One big reason why these colors aren’t more popular in Commander is that they inherently lead you to play a confrontational, interactive type of game. Many of the double-sided effects that the colors have access to are about limiting how your opponents can play. The weakness of the late game and reactive effects in these colors force the mono-Mardu player to remove permanents proactively, declare pre-emptive early game attacks, play “hate cards” that restrict opponents’ options, and generally make enemies at the table.

In more casual circles where Commander is a game about getting to do the cool thing your deck does, you are going to be the person trying to stop people from doing their cool thing whenever possible. Not everyone wants to risk annoying their friends this way, or getting ganged up on because their effects hurt all players at once.

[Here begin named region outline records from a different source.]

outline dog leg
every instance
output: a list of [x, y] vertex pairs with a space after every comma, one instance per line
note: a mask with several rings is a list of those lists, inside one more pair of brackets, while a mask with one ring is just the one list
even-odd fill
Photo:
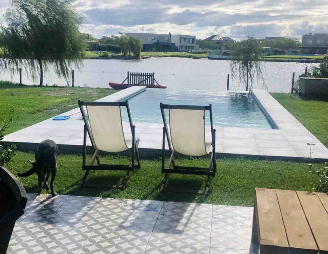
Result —
[[41, 175], [42, 176], [42, 180], [43, 181], [43, 187], [42, 187], [43, 188], [44, 188], [47, 190], [49, 190], [49, 186], [48, 186], [48, 181], [47, 180], [47, 178], [49, 178], [49, 174], [48, 172], [47, 173], [47, 176], [45, 177], [44, 176], [44, 173], [42, 172], [41, 174]]
[[48, 181], [49, 180], [49, 177], [50, 175], [50, 169], [48, 168], [47, 171], [47, 175], [46, 176], [45, 179], [44, 179], [44, 183], [43, 184], [43, 188], [44, 188], [47, 191], [49, 190], [49, 187], [48, 186]]
[[53, 197], [55, 196], [57, 194], [53, 191], [53, 181], [57, 174], [57, 163], [52, 166], [51, 169], [51, 180], [50, 181], [50, 191], [51, 191], [51, 195]]
[[38, 194], [40, 194], [42, 190], [42, 169], [39, 171], [38, 174], [38, 182], [39, 184], [39, 189], [38, 190]]

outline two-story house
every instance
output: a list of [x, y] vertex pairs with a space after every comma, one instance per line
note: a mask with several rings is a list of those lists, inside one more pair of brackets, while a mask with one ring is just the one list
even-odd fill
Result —
[[309, 33], [302, 39], [302, 54], [326, 54], [328, 50], [328, 34]]
[[180, 34], [157, 34], [145, 33], [127, 33], [128, 36], [139, 38], [144, 51], [157, 50], [174, 51], [195, 49], [196, 36]]

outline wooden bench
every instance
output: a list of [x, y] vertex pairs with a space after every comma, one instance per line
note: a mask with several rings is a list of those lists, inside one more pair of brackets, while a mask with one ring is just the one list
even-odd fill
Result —
[[256, 188], [252, 237], [260, 253], [328, 254], [328, 195]]

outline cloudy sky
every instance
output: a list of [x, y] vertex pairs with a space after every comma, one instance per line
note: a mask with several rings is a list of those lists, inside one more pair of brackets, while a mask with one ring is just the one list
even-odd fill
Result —
[[[0, 0], [0, 15], [10, 0]], [[82, 32], [213, 34], [238, 39], [328, 33], [327, 0], [77, 0]]]

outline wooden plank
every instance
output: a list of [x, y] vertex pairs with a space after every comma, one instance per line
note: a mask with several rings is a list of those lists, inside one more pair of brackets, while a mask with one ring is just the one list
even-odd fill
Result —
[[317, 244], [296, 192], [282, 190], [276, 192], [290, 247], [313, 250], [314, 253], [317, 253]]
[[317, 195], [321, 200], [321, 202], [326, 209], [326, 212], [328, 213], [328, 194], [317, 192]]
[[320, 250], [328, 251], [328, 214], [316, 193], [297, 192]]
[[255, 193], [261, 246], [263, 245], [288, 248], [276, 190], [256, 188]]

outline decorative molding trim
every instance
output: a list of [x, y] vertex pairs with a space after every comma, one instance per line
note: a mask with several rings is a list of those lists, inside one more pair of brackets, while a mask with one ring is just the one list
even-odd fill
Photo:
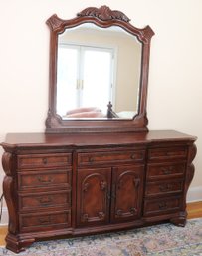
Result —
[[8, 225], [8, 209], [7, 207], [2, 208], [2, 215], [1, 215], [1, 223], [0, 226], [7, 226]]
[[187, 202], [202, 201], [202, 186], [190, 188], [187, 193]]
[[109, 21], [113, 19], [129, 22], [130, 19], [122, 12], [116, 10], [110, 10], [106, 5], [100, 8], [88, 7], [82, 12], [77, 14], [78, 17], [96, 17], [102, 21]]

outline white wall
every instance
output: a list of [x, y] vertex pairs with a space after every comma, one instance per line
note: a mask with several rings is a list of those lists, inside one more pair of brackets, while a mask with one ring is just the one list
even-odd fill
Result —
[[[46, 20], [54, 13], [73, 18], [88, 6], [101, 5], [123, 11], [137, 27], [149, 24], [154, 30], [149, 128], [176, 129], [198, 136], [191, 188], [202, 186], [201, 0], [0, 0], [0, 141], [7, 132], [45, 129], [49, 77]], [[0, 174], [1, 181], [2, 168]]]

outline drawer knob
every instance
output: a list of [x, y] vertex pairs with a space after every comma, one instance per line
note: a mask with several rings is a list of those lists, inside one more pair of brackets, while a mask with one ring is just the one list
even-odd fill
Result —
[[39, 198], [39, 202], [43, 205], [49, 204], [52, 202], [52, 197], [50, 196], [43, 196]]
[[167, 204], [166, 204], [166, 202], [160, 202], [158, 204], [158, 207], [160, 210], [165, 210], [167, 208]]
[[43, 158], [43, 163], [44, 163], [44, 164], [47, 164], [47, 162], [48, 162], [48, 161], [47, 161], [47, 158]]
[[105, 214], [102, 211], [100, 211], [98, 215], [101, 220], [103, 220], [105, 218]]
[[38, 179], [38, 181], [39, 181], [40, 183], [43, 183], [43, 184], [50, 184], [50, 183], [53, 182], [53, 178], [52, 178], [51, 176], [49, 176], [48, 178], [39, 176], [37, 179]]
[[93, 162], [94, 158], [93, 157], [89, 157], [89, 162]]
[[172, 169], [171, 168], [162, 168], [162, 172], [165, 175], [169, 175], [172, 173]]
[[168, 192], [168, 191], [172, 190], [172, 185], [171, 184], [159, 185], [159, 190], [161, 192]]
[[39, 223], [41, 225], [48, 225], [51, 223], [51, 217], [50, 216], [47, 216], [47, 217], [41, 217], [41, 218], [38, 218], [39, 220]]

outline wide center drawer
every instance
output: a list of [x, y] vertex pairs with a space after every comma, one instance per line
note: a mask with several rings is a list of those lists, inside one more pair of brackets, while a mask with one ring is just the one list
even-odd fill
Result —
[[51, 168], [72, 165], [72, 153], [18, 155], [18, 168]]
[[19, 189], [65, 186], [71, 188], [71, 170], [24, 171], [18, 173]]
[[19, 207], [22, 211], [36, 211], [47, 207], [71, 206], [71, 192], [67, 190], [41, 193], [20, 193]]
[[186, 169], [184, 162], [150, 163], [147, 167], [147, 180], [182, 177]]
[[144, 150], [111, 151], [111, 152], [81, 152], [78, 153], [78, 165], [105, 164], [119, 162], [143, 162]]
[[186, 156], [186, 147], [151, 148], [148, 150], [149, 161], [185, 159]]

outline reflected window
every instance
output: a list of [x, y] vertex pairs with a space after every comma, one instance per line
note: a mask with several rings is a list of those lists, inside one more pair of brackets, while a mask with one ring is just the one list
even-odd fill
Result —
[[96, 107], [106, 113], [113, 102], [114, 49], [60, 44], [57, 70], [57, 113]]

But I believe there’s a mono-Mardu deck for every table. If you talk to your playgroup to set some expectations first, they will hopefully understand why you want to start attacking early, turn every land into a Mountain, or block their extra card draw. It’s just a different playstyle, and one that isn’t really harder to work through than counterspells, board wipes and other reactive effects. Every Commander deck can play a few more pieces of artifact and enchantment removal or learn to hold counterspells for Armageddon the way you would Cyclonic Rift or an Exquisite Blood combo — and so they should.

But trust-building around these cards is a two-way street. Try to make sure you have reliable win conditions (Test of Endurance, Heliod, Sun-Crowned + Walking Ballista), so you can end the game before people get bored. Also, talk to your group or play with another deck first to gauge the power level. If you don’t think your table wants to play against Winter Orb or Trinisphere, try Sphere of Safety and Price of Glory first!

I hope that these tips have provided you all with the motivation and confidence to build the mono-color deck of your dreams, along with the political and strategic nous to make it work as part of your personal metagame. But if your first draft doesn’t work, keep trying — persistence and strength in numbers are the great shared strength of white, black, and red, after all.